On 01/02/2021 19:32, John Naylor wrote:
It makes sense to start with the ascii subset of UTF-8 for a couple
reasons. First, ascii is very widespread in database content,
particularly in bulk loads. Second, ascii can be validated using the
simple SSE2 intrinsics that come with (I believe) any x64-64 chip, and
I'm guessing we can detect that at compile time and not mess with
runtime checks. The examples above using SSE for the general case are
much more complicated and involve SSE 4.2 or AVX.
I wonder how using SSE compares with dealing with 64 or 32-bit words at
a time, using regular instructions? That would be more portable.
Here are some numbers on my laptop (MacOS/clang 10 -- if the concept is
okay, I'll do Linux/gcc and add more inputs). The test is the same as
Heikki shared in [3], but I added a case with >95% Chinese characters
just to show how that compares to the mixed ascii/multibyte case.
master:
chinese | mixed | ascii
---------+-------+-------
1081 | 761 | 366
patch:
chinese | mixed | ascii
---------+-------+-------
1103 | 498 | 51
The speedup in the pure ascii case is nice.
Yep.
In the attached POC, I just have a pro forma portability stub, and left
full portability detection for later. The fast path is inlined inside
pg_utf8_verifystr().

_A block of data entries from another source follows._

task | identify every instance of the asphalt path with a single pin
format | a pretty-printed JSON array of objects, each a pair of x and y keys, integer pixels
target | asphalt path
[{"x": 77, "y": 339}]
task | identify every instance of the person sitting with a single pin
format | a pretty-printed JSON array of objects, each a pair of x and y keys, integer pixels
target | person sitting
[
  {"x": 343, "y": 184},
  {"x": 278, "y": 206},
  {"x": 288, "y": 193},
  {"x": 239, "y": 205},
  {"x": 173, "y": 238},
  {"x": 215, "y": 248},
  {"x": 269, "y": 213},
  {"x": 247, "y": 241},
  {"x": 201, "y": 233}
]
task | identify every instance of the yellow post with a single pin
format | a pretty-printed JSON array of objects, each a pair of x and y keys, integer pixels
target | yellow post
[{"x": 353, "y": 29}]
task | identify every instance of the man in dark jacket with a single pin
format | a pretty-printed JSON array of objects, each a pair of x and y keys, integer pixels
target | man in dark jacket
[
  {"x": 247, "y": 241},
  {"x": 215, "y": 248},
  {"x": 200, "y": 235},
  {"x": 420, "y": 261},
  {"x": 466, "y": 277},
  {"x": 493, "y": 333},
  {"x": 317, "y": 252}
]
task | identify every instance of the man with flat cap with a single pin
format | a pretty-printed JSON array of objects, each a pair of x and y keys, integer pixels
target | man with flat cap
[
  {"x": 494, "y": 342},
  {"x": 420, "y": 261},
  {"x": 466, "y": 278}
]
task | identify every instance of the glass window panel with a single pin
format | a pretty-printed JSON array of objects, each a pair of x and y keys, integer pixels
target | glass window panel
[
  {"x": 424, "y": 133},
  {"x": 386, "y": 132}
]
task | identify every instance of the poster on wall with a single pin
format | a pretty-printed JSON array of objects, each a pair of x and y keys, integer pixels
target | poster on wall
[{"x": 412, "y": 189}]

I imagine the ascii fast path could be abstracted
into a separate function to which is passed a function pointer for full
encoding validation. That would allow other encodings with strict ascii
subsets to use this as well, but coding that abstraction might be a
little messy, and b80e10638e3 already gives a performance boost over PG13.
All supported encodings are ASCII subsets. Might be best to putt the
ASCII-check into a static inline function and use it in all the verify
functions. I presume it's only a few instructions, and these functions
can be pretty performance sensitive.
I also gave a shot at doing full UTF-8 recognition using a DFA, but so
far that has made performance worse. If I ever have more success with
that, I'll add that in the mix.
That's disappointing. Perhaps the SIMD algorithms have higher startup
costs, so that you need longer inputs to benefit? In that case, it might
make sense to check the length of the input and only use the SIMD
algorithm if the input is long enough.
- Heikki